Following another year of consistently breaking the most important news in south county, this week the Call celebrates 26 years since the publication of its first issue.

The Call now has a circulation ranging from 50,000 to 80,000 in a number of cities throughout south county, but it all began in Oakville: The first issue of the Oakville Call arrived in 13,000 mailboxes on Aug. 17, 1989.

Over the company’s decades in business, it has expanded to four weekly publications — the Oakville Call, Concord Call, SunCrest Call and Green Park Call — that are mailed to 50,000 homes and businesses in ZIP codes 63129, 63128, 63127, 63126 and part of 63123. Another 3,000 newspapers are distributed each week in stacks throughout south county and Columbia, Ill.

Unlike other newspapers in St. Louis and both online and print publications that have come and gone during the Call’s years in business, the Call is locally owned and operated by Oakville residents — publisher Debbie Baker and her husband, General Manager Bill Milligan.

With a focus on local government, the Call has broken several of the biggest stories in south county in its 26th year. Those stories include the financial crisis in the Mehlville School District and the record number of teachers who left the district this year, the opposition of Lindbergh Schools to UrbanStreet Group’s proposal for residential apartments at the former Crestwood Plaza site, the dispute between Lindbergh and its teachers over salaries, the total cost to the county for policing in Ferguson last year and multiple stories involving Mayor Mark Furrer and city government in Sunset Hills.
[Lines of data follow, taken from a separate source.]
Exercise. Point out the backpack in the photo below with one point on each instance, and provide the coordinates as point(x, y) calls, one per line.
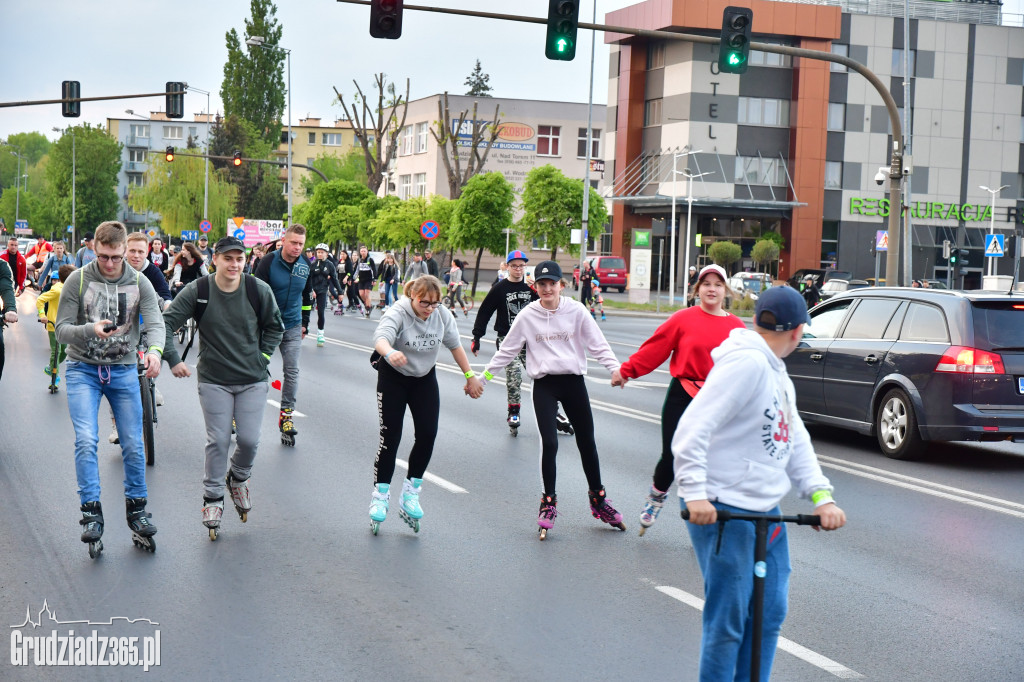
point(203, 299)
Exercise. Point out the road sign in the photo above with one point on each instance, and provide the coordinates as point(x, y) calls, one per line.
point(882, 241)
point(429, 229)
point(993, 246)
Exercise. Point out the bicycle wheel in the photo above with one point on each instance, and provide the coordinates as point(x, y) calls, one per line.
point(148, 441)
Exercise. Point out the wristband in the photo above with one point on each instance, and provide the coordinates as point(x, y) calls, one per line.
point(821, 498)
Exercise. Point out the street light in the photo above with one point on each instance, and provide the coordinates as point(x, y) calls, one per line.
point(257, 41)
point(73, 174)
point(991, 225)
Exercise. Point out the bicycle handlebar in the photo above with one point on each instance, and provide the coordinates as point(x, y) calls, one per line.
point(725, 515)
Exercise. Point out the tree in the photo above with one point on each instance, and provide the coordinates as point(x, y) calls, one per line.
point(552, 206)
point(478, 82)
point(373, 124)
point(481, 215)
point(254, 79)
point(97, 162)
point(453, 145)
point(176, 192)
point(724, 253)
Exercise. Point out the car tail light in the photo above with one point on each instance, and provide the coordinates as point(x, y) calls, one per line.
point(961, 359)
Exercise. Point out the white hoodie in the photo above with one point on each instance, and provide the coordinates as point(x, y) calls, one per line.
point(557, 341)
point(741, 441)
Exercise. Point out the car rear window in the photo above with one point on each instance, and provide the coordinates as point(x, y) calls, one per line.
point(925, 323)
point(999, 325)
point(612, 263)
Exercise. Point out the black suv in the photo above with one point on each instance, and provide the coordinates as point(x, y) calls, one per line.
point(914, 365)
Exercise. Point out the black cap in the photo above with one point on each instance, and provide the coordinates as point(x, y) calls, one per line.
point(226, 244)
point(548, 269)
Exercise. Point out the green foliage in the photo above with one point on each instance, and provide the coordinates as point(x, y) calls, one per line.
point(552, 206)
point(254, 77)
point(176, 192)
point(764, 252)
point(724, 253)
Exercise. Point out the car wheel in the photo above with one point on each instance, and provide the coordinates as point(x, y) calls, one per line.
point(896, 426)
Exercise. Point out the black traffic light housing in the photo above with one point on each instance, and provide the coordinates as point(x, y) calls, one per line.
point(734, 51)
point(563, 18)
point(385, 18)
point(175, 99)
point(71, 90)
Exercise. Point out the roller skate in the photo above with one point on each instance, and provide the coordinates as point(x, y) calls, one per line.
point(563, 424)
point(602, 509)
point(287, 427)
point(240, 496)
point(213, 511)
point(513, 420)
point(92, 530)
point(142, 529)
point(655, 500)
point(410, 510)
point(378, 506)
point(546, 518)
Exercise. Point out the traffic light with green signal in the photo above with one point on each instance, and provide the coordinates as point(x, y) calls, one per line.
point(563, 17)
point(734, 51)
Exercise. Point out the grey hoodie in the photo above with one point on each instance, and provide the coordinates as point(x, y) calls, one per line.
point(88, 297)
point(419, 339)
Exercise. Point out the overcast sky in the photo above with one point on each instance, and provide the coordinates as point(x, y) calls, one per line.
point(129, 46)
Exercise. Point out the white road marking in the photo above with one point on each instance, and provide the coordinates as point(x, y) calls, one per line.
point(436, 480)
point(787, 645)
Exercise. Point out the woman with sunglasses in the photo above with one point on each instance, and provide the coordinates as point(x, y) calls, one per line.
point(407, 342)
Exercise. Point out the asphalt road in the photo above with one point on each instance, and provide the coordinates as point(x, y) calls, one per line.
point(924, 584)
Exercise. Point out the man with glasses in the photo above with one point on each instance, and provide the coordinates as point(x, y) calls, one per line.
point(98, 318)
point(508, 297)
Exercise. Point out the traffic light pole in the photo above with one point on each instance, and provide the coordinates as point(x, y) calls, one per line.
point(896, 162)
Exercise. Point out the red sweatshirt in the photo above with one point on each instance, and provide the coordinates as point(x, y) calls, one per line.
point(688, 336)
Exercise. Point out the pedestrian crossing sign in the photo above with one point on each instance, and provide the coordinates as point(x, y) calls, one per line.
point(993, 246)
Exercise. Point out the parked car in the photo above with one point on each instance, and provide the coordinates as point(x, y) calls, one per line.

Over the last year, the Mehlville School District emphasized the importance of the Call’s coverage in conveying information about its operations to district residents.

During the development of the district’s strategic plan last fall, scientifically valid surveys with a 95-percent confidence interval found that 90 percent of frequent voters in the district get information from the Call and 86 percent get information from the district’s quarterly newsletter, the Messenger.

At a July 29 Finance Committee meeting, Chief Financial Officer Marshall Crutcher noted that the Call is the top way for the district to get financial information to the public aside from the less frequent Messenger and social media.

At interim Superintendent Norm Ridder’s last meeting in June, he talked about his weekly visits to the Call’s office for interviews with Staff Reporter Gloria Lloyd and Executive Editor Mike Anthony.

“First of all, I want to thank the Call for all the coverage that you’ve done in the year that I’ve been here, and I want to thank you for the articles that you’ve done as far as following up,” Ridder said. “… By the way, if you ever get a chance to visit the Call — that’s an experience. It’s a Rothian type of experience. It takes about a week to get the paper residue out of your sinuses.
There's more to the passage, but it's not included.